In State v. McGee, 08-395 (La.App. 5 Cir. 10/28/08), 996 So.2d 1191, 1195, writ denied, 08-2791 (La.6/5/09), 9 So.3d 868, the trial court ordered defendant to pay $70,952.44 in restitution as directed by the probation department. This Court found that the trial court’s ruling on payment of restitution did not comply with the provisions of LSA-C.Cr.P. art. 895.1(A) and therefore remanded the matter to the trial court for a determination of the manner in which restitution should be paid based on defendant’s earning capacity and assets. See also State v. Alexander, 97-1199 (La.App. 5 Cir. 9/29/98), 720 So.2d 82, 88, writ denied, 98-3109 (La.4/9/99), 740 So.2d 628.

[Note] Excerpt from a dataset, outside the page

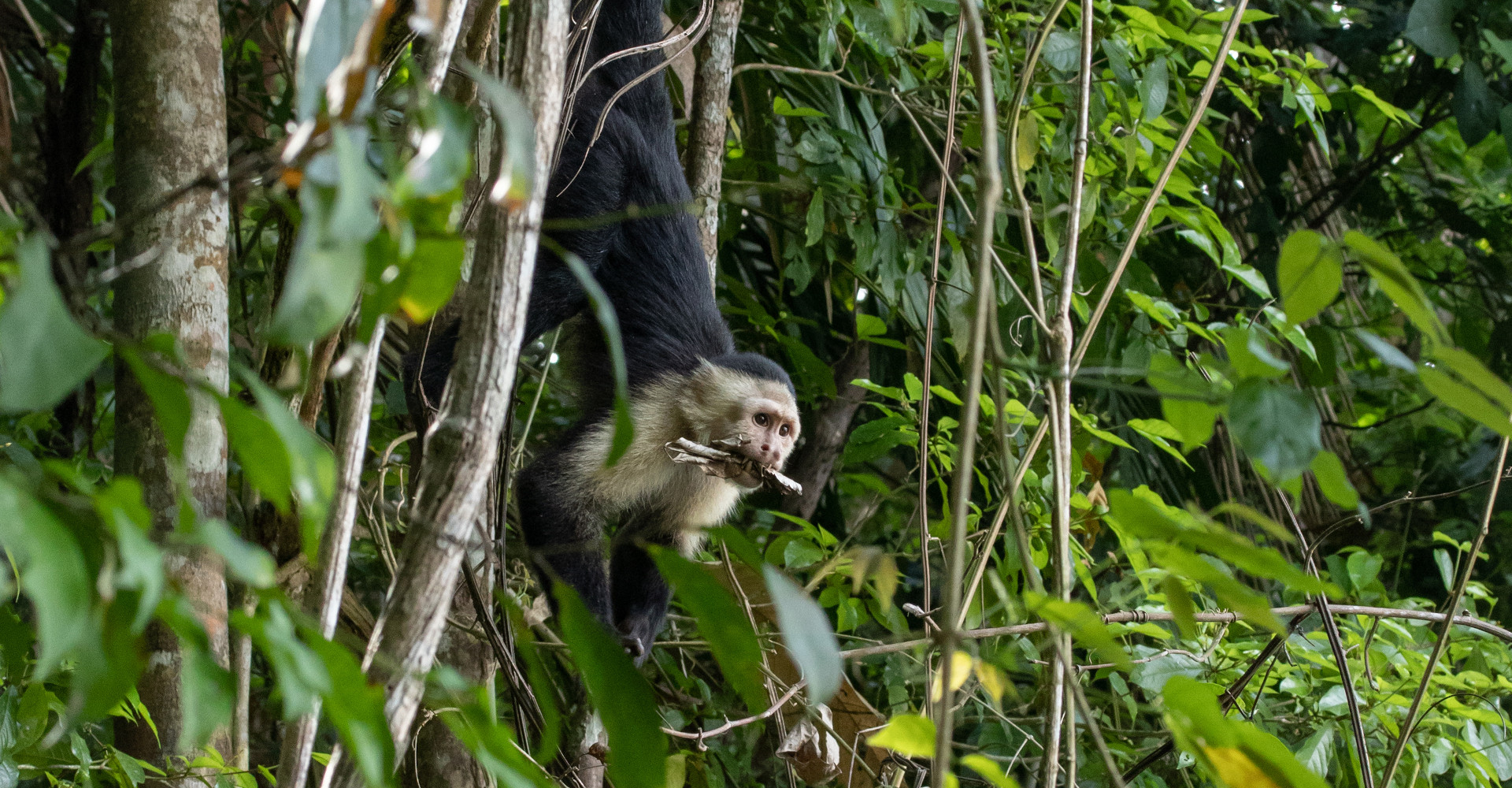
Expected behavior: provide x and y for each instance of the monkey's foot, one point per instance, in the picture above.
(639, 649)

Likewise, in the present case, the trial court’s ruling on the payment of restitution failed to comply with the provisions of LSA-C.Cr.P. art. 895.1(A). First, it is unclear whether the trial court set the monthly payments. While the trial court stated that defendant was to pay the amount in 60 equal monthly installments, the trial court also stated that he was leaving the amount of the monthly payments up to the probation department. Moreover, if the trial court did set the monthly payments, he failed to consider the earning capacity and assets of defendant as required by LSA-C.Cr.P. art. 895.1(A). Accordingly, we remand the matter with instructions to the trial court to set the manner of the restitution payments after considering the earning capacity and assets of defendant.
ERROR PATENT REVIEW
We have also reviewed the record for errors patent, according to LSA-C.Cr.P. art. 920; State v. Oliveaux, 312 So.2d 337 (La.1975); and State v. Weiland, 556 So.2d 175 (La.App. 5 Cir.1990). Our review reveals no errors that require corrective action.
110Accordingly, defendant’s conviction and sentence are affirmed. This matter is remanded to the trial court for a determination of the manner of the restitution payments based on the defendant’s earning capacity and assets.
CONVICTION AND SENTENCE AFFIRMED; MATTER REMANDED.
. LSA-C.Cr.P. art. 893 provides in pertinent part:
E. (l)(a) When it appears that the best interest of the public and of the defendant will be served, the court may defer, in whole or in part, the imposition of a sentence after conviction of a first offense noncapital felony under the conditions set forth in this Paragraph. When a conviction is entered under this Paragraph, the court may defer the imposition of sentence and place the defendant on *944probation under the supervision of the division of probation and parole.
. At the restitution hearing, the prosecutor stated, "[Mr. Parham] exists. We just can’t lay hands on him. We would have charged him.”